Où j’étais ces jours derniers qu’il faisait si beau ? J’étais enfermé dans un appartement très-obscur, à m’user les yeux, à collationner des planches avec leurs explications, à achever de m’hébéter pour des gens qui ne me donneront pas un verre d’eau lorsqu’ils n’auront plus besoin de moi, et qui ont dès à présent bien de la peine à garder avec moi la mesure.

Vous voilà bien fière d’avoir tremblé que miss Howe ne tombât entre les mains de l’ami Lovelace, et vous me croyez bien humilié d’avoir découvert au fond de mon cœur un sentiment aussi horrible que celui que je vous ai avoué. Affaire de goût, mon amie ; envie de compliquer le roman, et puis c’est tout. Cette fille pétulante ne fait que causer ; j’aurais voulu la voir en action. Clarisse est un agneau tombé sous la dent d’un loup, et qui n’a pour se garantir que sa pusillanimité, sa pénétration, sa prudence ; miss Howe aurait été plus le fait de Lovelace. Ces deux êtres-là se seraient donné du fil à retordre. Un beau jour, Lovelace aurait fait l’insolent, et miss Howe lui aurait arraché la peau du visage avec ses ongles, et peut-être crevé un œil avec la pointe de ses ciseaux. Clarisse tourne ses mains contre elle-même, dans un moment de désespoir. Dans un pareil moment, où l’on n’est plus à soi, miss Howe, machinalement, d’instinct, simplement, parce qu’elle était la fille de son père et de sa mère, aurait tourné les siennes contre son persécuteur. Si les choses s’étaient faites comme je le souhaitais, Clarisse eût été sauvée. Il est fort incertain que notre sublime brigand fût venu à bout de miss Howe ; il aurait eu au moins une oreille déchirée ; et vous, trouvez-vous qu’il valait mieux que tout se passât comme il s’est passé ? À la bonne heure, j’y consens. Je n’aurais pas été fâché, pour sauver Clarisse, d’aventurer un peu son amie. J’ai pensé comme cette amie a cent fois pensé elle-même. Mes souhaits la portaient où elle était tentée d’aller. Cela ne vous convient pas ; n’en parions plus.

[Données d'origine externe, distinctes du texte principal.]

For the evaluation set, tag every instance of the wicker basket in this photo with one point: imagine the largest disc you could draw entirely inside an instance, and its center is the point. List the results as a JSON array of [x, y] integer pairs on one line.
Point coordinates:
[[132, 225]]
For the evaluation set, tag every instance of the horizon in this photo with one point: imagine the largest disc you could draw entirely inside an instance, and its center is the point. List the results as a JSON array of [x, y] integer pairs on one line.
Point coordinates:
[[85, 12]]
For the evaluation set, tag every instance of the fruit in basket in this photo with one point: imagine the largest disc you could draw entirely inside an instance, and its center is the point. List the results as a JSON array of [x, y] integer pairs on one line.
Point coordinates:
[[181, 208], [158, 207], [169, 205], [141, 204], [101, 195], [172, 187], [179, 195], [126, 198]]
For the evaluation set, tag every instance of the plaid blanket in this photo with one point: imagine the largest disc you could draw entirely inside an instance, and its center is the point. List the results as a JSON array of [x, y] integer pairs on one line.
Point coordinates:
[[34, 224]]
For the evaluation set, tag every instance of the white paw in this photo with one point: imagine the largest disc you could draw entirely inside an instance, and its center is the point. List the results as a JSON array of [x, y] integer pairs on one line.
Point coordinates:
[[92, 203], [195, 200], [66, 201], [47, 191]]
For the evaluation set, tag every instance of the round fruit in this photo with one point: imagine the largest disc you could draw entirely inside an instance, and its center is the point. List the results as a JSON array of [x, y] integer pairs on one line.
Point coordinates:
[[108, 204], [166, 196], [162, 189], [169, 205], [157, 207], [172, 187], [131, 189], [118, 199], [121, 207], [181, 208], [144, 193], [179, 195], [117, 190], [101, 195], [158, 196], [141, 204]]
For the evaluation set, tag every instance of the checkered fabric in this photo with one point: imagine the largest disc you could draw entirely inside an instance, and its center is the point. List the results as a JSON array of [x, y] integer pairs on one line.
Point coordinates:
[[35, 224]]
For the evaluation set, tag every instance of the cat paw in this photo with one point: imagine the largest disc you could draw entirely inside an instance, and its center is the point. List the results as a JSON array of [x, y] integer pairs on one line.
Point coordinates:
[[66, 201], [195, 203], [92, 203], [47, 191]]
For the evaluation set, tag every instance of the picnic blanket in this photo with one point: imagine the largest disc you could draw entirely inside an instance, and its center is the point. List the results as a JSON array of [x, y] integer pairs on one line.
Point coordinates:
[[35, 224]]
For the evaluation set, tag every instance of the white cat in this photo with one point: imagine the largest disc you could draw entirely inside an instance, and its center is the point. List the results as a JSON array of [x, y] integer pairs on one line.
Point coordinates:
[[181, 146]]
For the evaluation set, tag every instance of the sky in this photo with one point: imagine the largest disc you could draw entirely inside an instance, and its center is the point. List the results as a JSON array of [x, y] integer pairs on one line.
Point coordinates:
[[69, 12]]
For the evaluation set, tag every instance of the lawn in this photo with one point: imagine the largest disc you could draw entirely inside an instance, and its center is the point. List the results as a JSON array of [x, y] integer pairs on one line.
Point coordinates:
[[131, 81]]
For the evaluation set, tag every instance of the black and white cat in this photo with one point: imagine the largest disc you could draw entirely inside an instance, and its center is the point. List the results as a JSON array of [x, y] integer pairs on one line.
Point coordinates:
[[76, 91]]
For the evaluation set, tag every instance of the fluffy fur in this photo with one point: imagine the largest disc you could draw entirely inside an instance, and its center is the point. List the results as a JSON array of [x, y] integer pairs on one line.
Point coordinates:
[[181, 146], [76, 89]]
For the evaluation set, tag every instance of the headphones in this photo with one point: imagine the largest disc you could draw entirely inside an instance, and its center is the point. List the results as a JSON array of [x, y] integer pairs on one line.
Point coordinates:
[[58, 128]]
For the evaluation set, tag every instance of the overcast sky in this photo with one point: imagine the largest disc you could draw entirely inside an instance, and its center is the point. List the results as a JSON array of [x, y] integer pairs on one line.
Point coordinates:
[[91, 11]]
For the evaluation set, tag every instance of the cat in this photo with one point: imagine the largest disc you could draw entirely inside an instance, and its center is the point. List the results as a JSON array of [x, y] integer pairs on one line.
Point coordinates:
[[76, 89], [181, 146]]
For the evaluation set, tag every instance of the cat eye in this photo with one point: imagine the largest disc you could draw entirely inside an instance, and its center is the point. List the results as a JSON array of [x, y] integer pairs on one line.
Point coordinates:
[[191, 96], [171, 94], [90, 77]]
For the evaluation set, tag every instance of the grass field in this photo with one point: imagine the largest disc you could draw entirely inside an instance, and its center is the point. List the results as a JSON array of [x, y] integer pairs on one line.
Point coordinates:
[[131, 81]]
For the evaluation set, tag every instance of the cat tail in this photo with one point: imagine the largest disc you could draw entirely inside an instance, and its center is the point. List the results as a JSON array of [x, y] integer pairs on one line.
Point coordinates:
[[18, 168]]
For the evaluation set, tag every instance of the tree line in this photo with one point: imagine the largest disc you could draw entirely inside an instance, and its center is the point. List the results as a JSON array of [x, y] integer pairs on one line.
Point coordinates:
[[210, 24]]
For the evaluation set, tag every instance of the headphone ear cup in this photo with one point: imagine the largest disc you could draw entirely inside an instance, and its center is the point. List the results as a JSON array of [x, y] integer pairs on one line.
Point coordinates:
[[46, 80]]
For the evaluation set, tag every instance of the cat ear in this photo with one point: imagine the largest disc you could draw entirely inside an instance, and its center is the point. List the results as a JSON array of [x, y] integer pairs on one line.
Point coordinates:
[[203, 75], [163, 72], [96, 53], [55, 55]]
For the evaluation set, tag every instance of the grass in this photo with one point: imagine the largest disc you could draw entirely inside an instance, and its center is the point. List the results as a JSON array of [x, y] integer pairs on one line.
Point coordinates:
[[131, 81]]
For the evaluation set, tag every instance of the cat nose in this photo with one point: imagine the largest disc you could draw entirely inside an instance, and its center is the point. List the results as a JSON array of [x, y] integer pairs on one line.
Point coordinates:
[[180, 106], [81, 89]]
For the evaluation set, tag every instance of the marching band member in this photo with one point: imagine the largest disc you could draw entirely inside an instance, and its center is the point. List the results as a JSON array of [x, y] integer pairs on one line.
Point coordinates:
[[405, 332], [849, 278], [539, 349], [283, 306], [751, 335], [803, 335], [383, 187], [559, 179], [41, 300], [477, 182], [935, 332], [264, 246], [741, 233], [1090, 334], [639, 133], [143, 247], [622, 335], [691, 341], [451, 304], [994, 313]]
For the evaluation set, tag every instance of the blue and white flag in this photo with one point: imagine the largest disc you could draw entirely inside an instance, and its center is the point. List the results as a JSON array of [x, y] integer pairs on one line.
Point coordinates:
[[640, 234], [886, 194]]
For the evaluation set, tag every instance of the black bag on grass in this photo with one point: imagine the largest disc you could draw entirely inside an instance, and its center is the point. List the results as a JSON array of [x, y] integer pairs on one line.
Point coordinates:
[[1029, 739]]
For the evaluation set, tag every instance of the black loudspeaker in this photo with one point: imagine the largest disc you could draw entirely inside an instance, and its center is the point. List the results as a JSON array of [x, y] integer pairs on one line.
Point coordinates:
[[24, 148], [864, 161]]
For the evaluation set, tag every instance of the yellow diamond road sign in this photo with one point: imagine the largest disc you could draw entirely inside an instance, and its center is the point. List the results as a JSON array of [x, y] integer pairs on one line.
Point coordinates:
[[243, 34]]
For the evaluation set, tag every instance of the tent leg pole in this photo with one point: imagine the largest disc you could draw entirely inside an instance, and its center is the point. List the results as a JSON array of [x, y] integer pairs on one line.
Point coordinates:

Tout ce que vous faites pour Morphyse est fort beau ; je le loue. Elle ne vous en chérit pas davantage ; mais vos devoirs sont remplis, et vous vous en estimez plus. Et puis je ne sais si l’on n’en acquiert pas une force qu’on n’aurait pas sans cela. On craint de gâter ce qu’on a fait de bien, et l’on en supporte plus facilement l’humeur et ses bourrasques… Quand je me porte bien, je suis plaisant et gai. Je me porte mal, je digère difficilement, la vésicule du fiel est gonflée, quand je moralise. Votre sœur vous aime bien ; j’admire comme elle se prête à votre délire. Ne levons pas tout à fait ce petit rideau ; c’est bien assez d’en avoir écarté un point. Si vous saviez, mon amie, combien les discours les plus passionnés sont maussades pour ceux qui les écoutent de sang-froid ! Uranie nous voit tous deux dans la cahutte à travers les barreaux ; elle vient s’appuyer sur le trou, et causer gaiement avec nous. C’est la sagesse qui fait un tour aux Petites-Maisons, et qui dissimule aux habitants du lieu, par humanité, qu’ils sont fous. Je ne sais si elle gagne quelque chose à la folie que je vous ai donnée ; mais je suis sûr, par un grand nombre d’expériences, que je perds toujours quelque chose aux sentiments que sa présence vous inspire dans le premier moment. Si cela n’est pas, dites-moi pourquoi j’en ai fait dix fois l’observation, et cela à des intervalles très-éloignés.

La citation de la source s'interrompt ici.